Children with cerebral palsy, who are classified as levels four and five on the Gross Motor Function Classification System, struggle with posture and sitting upright. This inability to sit upright impacts many aspects of their life such as learning, eating, communicating, and breathing. If a person with cerebral palsy can keep their head upright, there are many benefits that include reduced muscle tone, better upper-extremity functioning, increased comfort, and improved functioning in society. The purpose of this research was to develop a head and neck support device for children with cerebral palsy.

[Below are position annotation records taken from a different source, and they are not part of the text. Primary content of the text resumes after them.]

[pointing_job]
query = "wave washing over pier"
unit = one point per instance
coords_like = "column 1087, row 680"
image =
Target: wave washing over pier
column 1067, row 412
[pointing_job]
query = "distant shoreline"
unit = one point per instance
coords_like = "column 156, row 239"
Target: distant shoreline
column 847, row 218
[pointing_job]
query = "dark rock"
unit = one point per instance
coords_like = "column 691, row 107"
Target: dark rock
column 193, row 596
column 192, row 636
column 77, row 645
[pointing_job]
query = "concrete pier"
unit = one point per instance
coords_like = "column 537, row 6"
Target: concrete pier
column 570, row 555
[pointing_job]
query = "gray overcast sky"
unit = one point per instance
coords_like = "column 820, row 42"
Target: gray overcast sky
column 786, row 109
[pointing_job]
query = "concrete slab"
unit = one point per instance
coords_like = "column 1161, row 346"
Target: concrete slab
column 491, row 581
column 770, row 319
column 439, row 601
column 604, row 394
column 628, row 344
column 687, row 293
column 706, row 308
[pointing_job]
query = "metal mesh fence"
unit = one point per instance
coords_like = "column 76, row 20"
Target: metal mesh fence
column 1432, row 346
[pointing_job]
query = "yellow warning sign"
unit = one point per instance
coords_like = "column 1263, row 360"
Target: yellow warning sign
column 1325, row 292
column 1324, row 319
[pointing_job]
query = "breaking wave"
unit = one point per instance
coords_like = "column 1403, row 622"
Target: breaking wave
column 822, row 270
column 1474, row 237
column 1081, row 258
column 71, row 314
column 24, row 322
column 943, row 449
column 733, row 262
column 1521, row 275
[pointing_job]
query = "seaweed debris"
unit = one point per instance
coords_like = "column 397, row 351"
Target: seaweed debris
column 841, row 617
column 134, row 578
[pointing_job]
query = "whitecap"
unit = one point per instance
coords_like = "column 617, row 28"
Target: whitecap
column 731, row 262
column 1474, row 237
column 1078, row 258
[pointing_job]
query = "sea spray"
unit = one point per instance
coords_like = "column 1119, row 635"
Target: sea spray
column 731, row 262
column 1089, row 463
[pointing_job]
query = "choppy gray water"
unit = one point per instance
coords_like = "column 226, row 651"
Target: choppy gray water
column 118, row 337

A user-centered design approach was taken focusing on a child in Kingston with cerebral palsy. While the device addresses the needs of the research participant, it is still generalizable to other children with cerebral palsy, who experience similar problems. A quality function deployment was performed, to identify the engineering specifications. To gain information about the child’s requirement for self-support, evaluation techniques included a measurement of the range of head motion during cervical flexion and quantification of the force exerted during these movements. A separate testing scenario was created to investigate mechanical fuse options. To design the device, an iterative trial and error process was undertaken. This process involved reflective assessment, which included evaluations using weighted design matrices with the client. The final design was divided into four components:​ the mounting system, the head support, the connection point, and the chin support.

When people with cerebral palsy have better posture, they can make proper eye contact, feel more confident and better engage in conversation. This thesis provides an overview of the developmental process when integrating participatory action research in the creation of a head and neck support device for children with cerebral palsy.